The Commission [of Inquiry on Human Rights in Eritrea] collected information that the Afar people have been subjected to extrajudicial killings and enforced disappearance by the Eritrean Government since 2000. These killings have also triggered their displacement from their lands within the country and across borders to Ethiopia and Djibouti....The commission, therefore, finds that Eritrean officials have committed the crime of persecution, a crime against humanity, in a widespread and systematic manner since May 1991.
In June, 2018 the SR-Eritrea reported that Eritrea’s crimes are ongoing. On October 24, 2018, the SR-Eritrea reported that the Afar people “have been removed from around Assab ... an area traditionally belonging to or used by them” by force.
This paper considers the following questions and proposals:
(1) If Ethiopia is now to use the Assab port and surrounding lands without consent of the Afar people, will it be involving itself in Eritrea’s crimes?
(2) Approximately 200,000 Eritrean Afar have fled Eritrea and now live as asylum seekers and refugees in neighbouring Ethiopia, Sudan and Djibouti. The UNHCR maintains that “Voluntary repatriation remains the main durable solution” to the world’s refugee crisis. Nobody would voluntarily return to Eritrea today unless they had reliable guarantees of personal security, prophylaxis from indefinite national service, reasonable prospects for the enjoyment of human rights and expectations of a job. These conditions do not now exist in Eritrea.
(3) Going forward, Ethiopia must choose between two roads that lead to Assab. One road, simply taking the plunder of Eritrea’s crimes against humanity by paying the criminals to use the Assab port and surrounding lands, is quick, although it is a road reserved for criminals. A second road will take longer to travel and contains many obstacles. As the regional hegemon with newly acquired access, power and leverage in Asmara as a result of the transformed situation, Ethiopia could
• work to create the necessary conditions, with appropriate guarantees, that would allow some Afar to return;
• try to mobilize Eritrea and interested European governments to participate in training Afar to work in port construction, operations, associated infrastructure and the necessary service industries that will process Ethiopian traffic;
• try to negotiate reserving part of its payment for use of the port to restore Afar to their homes, businesses and properties or to replace these in appropriate cases;
• engage with European governments to assist these efforts and funding motivated by the EU’s desire to stem the flow of refugees and asylum seekers into EU countries;
• engage representative Afar organizations in these processes and seek Afar consent to the negotiated outcome.
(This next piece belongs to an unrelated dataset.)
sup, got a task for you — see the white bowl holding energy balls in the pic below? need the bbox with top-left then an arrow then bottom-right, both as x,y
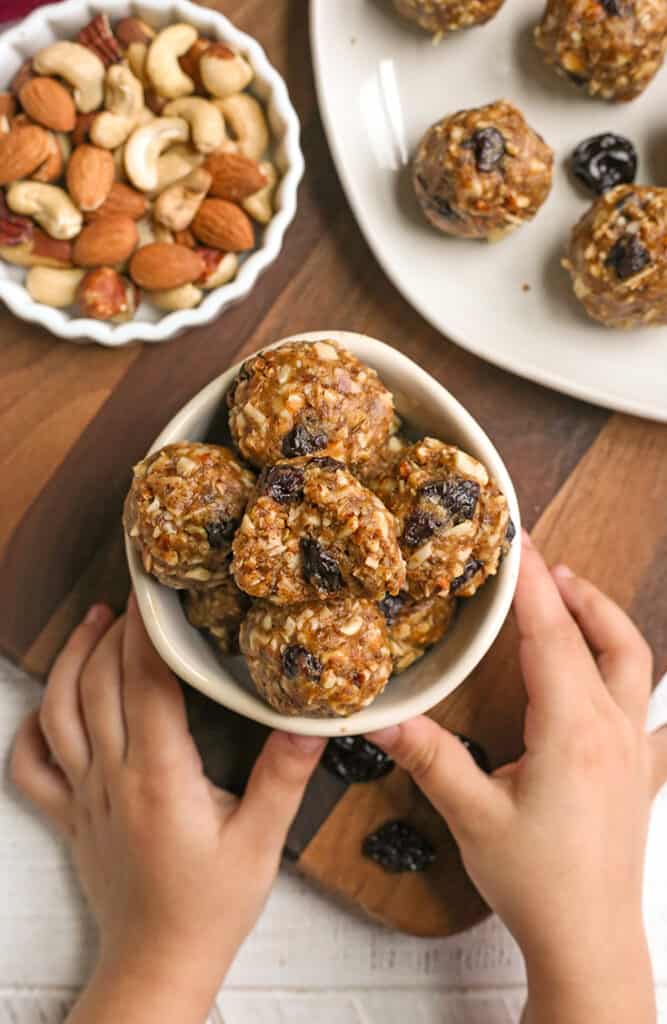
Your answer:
125,330 -> 521,737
If Ethiopia is moderately successful in creating the right conditions, and securing pathways for compensating restitution, Afar might be motivated to return home. If they did, this could serve as an example to other Eritrean refugees and asylum seekers now in Europe, Israel, Sudan and elsewhere. The reintegration of significant numbers of educated, trained, employed former Eritrean refugees and asylum seekers, with a stake in employment, housing, and social services could be transformative of the Eritrean dictatorship, a goal the civilized world shares.
This second road may be slower and less certain, but it is the only road that leads to the possibility of peace, justice and stability for all the parties concerned.